Red Hat Bugzilla – Bug 315131
clustat reports wrong status when live migrate failed
Last modified: 2016-04-26 12:12:00 EDT
Description of problem:
For a host domain cluster, if xend is configured to NOT accept live migration,
but we issue a "service migration" command for vm service, the migration will
failed, but the status of that vm service will be marked as "failed" and ignored.
Version-Release number of selected component (if applicable):
Steps to Reproduce:
1. Setup a simple 2 node cluster (assume host1 and host2)
2. Add a paravirt guest (node1) on one of the machine and share out
/var/lib/xen/images by nfs
3. On another machine, mount it (rw), also copy the guest config file /etc/xen/node1
4. Use cluster suite to protect this guest OS as vm:node1 service
5. Start cluster suite and rgmanager on both hosts
6. The guest OS will be running on host1
7. Do a service migration (not relocation): clusvcadm -M vm:[node1] -m [host2]
1. As live migration is disabled, the migration will fail, and node1 will still
be running on host1
2. But clustat will show the service is "failed" and will ignore futher actions
1. Migration failed, but the guest OK is still UP and RUNNING, so clustat should
show it is started, not failed
[root@station2 ~]# clustat
Member Status: Quorate
Member Name ID Status
------ ---- ---- ------
station2.example.com 1 Online, rgmanager
station3.example.com 2 Online, Local, rgmanager
Service Name Owner (Last) State
------- ---- ----- ------ -----
vm:node1 (station3.example.com) failed
[root@station2 ~]# xm list
Name ID Mem(MiB) VCPUs State Time(s)
Domain-0 0 7732 8 r----- 91.8
node1 1 191 1 -b---- 22.4
Created attachment 213211 [details]
All cluster version 5 defects should be reported under red hat enterprise linux
5 product name - not cluster suite.
This request was previously evaluated by Red Hat Product Management
for inclusion in the current Red Hat Enterprise Linux release, but
Red Hat was unable to resolve it in time. This request will be
reviewed for a future Red Hat Enterprise Linux release.
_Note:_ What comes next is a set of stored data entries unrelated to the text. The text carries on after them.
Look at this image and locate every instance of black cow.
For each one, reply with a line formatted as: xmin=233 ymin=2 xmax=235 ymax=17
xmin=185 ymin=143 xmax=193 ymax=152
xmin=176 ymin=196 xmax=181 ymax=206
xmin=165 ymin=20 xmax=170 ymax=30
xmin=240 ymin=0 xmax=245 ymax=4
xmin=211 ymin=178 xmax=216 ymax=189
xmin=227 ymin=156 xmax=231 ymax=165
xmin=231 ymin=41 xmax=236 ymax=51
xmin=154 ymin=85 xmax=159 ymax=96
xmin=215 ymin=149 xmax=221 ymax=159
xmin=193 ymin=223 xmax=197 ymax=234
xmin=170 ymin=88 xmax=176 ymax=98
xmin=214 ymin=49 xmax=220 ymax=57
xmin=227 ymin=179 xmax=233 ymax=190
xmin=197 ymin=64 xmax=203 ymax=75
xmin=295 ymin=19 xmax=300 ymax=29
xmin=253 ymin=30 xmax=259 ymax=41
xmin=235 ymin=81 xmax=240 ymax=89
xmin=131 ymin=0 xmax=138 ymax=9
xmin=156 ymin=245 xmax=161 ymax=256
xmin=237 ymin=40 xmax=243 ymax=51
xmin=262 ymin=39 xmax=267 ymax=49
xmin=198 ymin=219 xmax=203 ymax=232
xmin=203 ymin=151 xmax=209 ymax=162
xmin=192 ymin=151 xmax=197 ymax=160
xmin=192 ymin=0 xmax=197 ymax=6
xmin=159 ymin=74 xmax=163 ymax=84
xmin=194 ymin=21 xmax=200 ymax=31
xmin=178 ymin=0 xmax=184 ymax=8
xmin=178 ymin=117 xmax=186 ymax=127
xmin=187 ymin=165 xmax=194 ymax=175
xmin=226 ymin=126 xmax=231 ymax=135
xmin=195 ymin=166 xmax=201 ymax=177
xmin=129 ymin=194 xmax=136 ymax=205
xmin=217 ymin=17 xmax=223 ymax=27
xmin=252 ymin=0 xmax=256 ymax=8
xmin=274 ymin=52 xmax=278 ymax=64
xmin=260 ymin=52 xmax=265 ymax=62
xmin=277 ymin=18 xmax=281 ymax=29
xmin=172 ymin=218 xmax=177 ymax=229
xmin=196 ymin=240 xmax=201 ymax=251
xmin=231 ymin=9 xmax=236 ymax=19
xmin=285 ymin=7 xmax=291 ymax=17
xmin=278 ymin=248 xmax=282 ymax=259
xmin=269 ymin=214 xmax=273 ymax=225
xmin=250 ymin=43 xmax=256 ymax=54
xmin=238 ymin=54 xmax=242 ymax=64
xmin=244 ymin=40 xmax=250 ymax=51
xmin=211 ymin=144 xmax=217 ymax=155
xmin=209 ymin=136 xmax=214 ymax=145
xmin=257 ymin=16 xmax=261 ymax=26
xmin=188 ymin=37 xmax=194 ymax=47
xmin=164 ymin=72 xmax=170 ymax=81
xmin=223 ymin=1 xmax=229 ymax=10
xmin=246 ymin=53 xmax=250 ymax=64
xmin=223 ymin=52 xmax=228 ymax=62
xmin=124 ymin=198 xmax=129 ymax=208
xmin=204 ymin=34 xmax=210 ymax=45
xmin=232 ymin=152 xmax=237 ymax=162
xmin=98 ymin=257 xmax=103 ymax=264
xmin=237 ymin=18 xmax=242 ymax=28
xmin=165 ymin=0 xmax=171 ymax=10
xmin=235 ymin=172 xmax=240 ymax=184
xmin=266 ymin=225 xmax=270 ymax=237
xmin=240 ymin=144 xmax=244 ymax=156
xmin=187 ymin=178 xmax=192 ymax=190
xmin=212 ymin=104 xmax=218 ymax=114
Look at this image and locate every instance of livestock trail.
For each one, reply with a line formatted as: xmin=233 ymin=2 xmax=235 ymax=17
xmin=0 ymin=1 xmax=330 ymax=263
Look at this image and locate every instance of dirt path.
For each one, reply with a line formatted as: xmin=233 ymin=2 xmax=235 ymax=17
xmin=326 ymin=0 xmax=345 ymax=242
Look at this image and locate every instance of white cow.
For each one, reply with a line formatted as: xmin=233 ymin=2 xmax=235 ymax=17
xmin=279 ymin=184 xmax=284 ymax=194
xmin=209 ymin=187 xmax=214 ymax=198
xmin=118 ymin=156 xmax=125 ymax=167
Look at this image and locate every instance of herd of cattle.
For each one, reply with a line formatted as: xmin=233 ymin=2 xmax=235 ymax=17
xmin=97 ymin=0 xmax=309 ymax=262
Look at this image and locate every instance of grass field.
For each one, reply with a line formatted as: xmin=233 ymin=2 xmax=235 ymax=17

I'm not entirely sure what the exact problem is here. The original bug report seems to be about a situation when migrating attempt is not accepted by a target host. However, xm migrate reports errors in such cases depending why the migration couldn't be started:
[root@virval ~]# xm migrate --live rhel5-64 mig
Error: can't connect: Connection refused
[root@virval ~]# xm migrate --live rhel5-64 mig
Error: (104, 'Connection reset by peer')
Another option is that a guest is migrated to a target machine but then it fails to start there. In that case, xm migrate returns success because source xend just connects to the target, transfers guest's memory image and closes the connection. Xend doesn't support any kind of error reporting back to the original host once the image is transferred.
Or is there another problem I don't see?
(In reply to comment #13)
> Another option is that a guest is migrated to a target machine but then it
> fails to start there. In that case, xm migrate returns success because source
> xend just connects to the target, transfers guest's memory image and closes the
> connection. Xend doesn't support any kind of error reporting back to the
> original host once the image is transferred.
> Or is there another problem I don't see?
Lon can correct me if I'm wrong, but this is the most likely culprit. If the machine you are migrating to does not have enough RAM or some other system resources then you'll have a situation where the vm is migrated from one host to another but cannot be started. In this case the 'migration' was successful, but the 'start' was not.
I would contend that a 'live migration' is actually two parts. First is migrating the memory, second is starting the vm. If it's not required to start the vm to complete the migration, then it seems to me that it's no longer a 'live' migration but a dead one. The migration should only be considered a success iff the vm could be started on the destination machine. Otherwise the whole operation should fail, and the vm should continue running on the original host. Anything else leaves you with _no_ vm running on either host.
Hmm, but according to Lon, cluster already has some code for detecting and restarting guests when they don't actually start after being migrated.
Anyway, if this is the case, we have better bug report for it: bug 513431. Unfortunately, fixing it would require changing significantly the way source and target xend communicate with each other during migration.
yeah, Lon corrected me after I made that comment. So you can ignore comment #14 :)
So, there's no way to "hook" rgmanager in to migration after 'virsh|xm migrate' completes but before the start as far as I know, at least, not without coupling rgmanager to libvirtd.
The original bug deals with the fact that if migration aborts early (e.g. no connection, etc.), that the service goes to the 'failed' state instead of staying 'started'.
I thought most of this was already fixed later actually.
In 5.4, rgmanager shouldn't mark the migration as failed if obvious errors (e.g. failed to connect to remote hypervisor) occur.
So I guess we can close this as current version, right?
*** This bug has been marked as a duplicate of bug 499835 ***
Resolving as duplicate of later bugzilla since the problem space is more narrowly defined in that bugzilla.
This bug was closed during 5.5 development and it's being removed from the internal tracking bugs (which are now for 5.6).